PRIMERA PARTE
I. Arriba el telón.
Allá lejos, sobre verde colina á quien bañan por el Norte el Océano
y por Levante una tortuosa ría, está Ficóbriga, villa que no ha de
buscarse en la geografía, sino en el mapa moral de España, donde yo
la he visto.
Marchemos hacia ella, que el claro día y la pureza del amoroso
ambiente convidan al viaje. Estamos en Junio, mes encantador en esta
comarca costera cuando la deja de sus terribles manos destructoras
el huracán. Hasta el mar, el disciplente y sañudo Cantábrico, está
hoy tranquilo: permite á las naves correr sin miedo por su quieta
superficie, se arroja adormecido sobre las playas, y en lo profundo
de las grutas, en las ensenadas, en los acantilados y en los
arrecifes, sus mil lenguas de espuma modulan palabras de paz.
Las suaves colinas verdes van ascendiendo desde el mar hasta las
montañas, subiéndose unas sobre otras, cual si apostaran á quién
llega primero arriba.
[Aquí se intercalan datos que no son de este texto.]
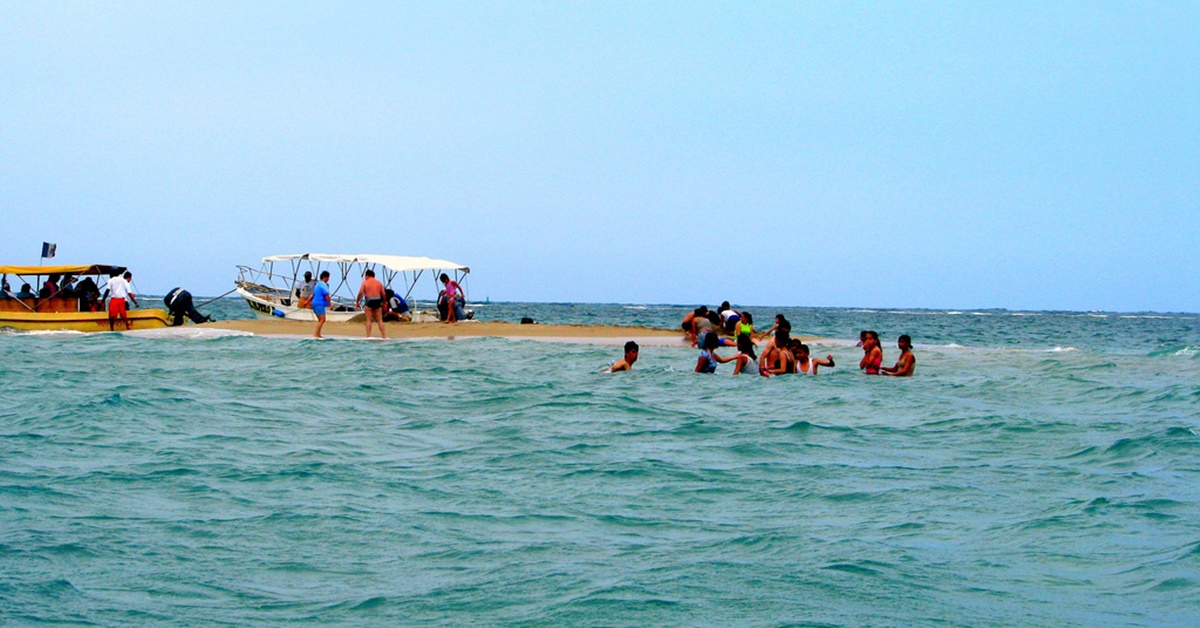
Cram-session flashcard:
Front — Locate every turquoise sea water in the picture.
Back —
[0,300,1200,626]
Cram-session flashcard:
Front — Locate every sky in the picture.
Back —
[0,0,1200,312]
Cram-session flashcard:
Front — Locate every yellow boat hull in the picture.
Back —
[0,310,170,331]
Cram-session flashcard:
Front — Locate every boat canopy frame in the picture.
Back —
[238,253,470,306]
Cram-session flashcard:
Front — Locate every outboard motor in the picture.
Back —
[162,288,211,327]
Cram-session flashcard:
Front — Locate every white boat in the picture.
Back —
[235,253,473,323]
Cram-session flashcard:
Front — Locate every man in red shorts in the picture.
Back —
[104,271,138,331]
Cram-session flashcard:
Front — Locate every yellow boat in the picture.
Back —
[0,264,170,331]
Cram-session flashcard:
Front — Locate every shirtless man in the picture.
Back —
[354,268,388,337]
[608,340,637,373]
[679,305,708,347]
[880,334,917,377]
En toda la extensión del paisaje se ven casitas
rústicas de peregrina forma esparcidas por el suelo; mas en un punto
los desparramados edificios se convocan, se reunen, se abrigan
unos contra otros, formando el nobilísimo conjunto urbano que los
siglos llamaron Ficóbriga. Elévase en el centro la torre no acabada,
semejante á una cabeza sin sombrero; pero tiene en su campanario dos
ojos vigilantes, y allí dentro tres lenguas de metal que llaman á
misa por la mañana y rezan al anochecer.
En torno al pueblo (pues estamos cerca y podemos verlo), lozanas
mieses y praderas muy lindas anuncian cierto esmero agrícola.
Silvestres zarzas cercan una y otra heredad, y madreselvas llenas de
aromáticas manos blancas, árgomas espinosas, enormes pandillas de
helechos que se abaniquean á sí mismos, algunos pinos de verde copa y
multitud de higueras, á quienes sin duda debe su nombre Ficóbriga.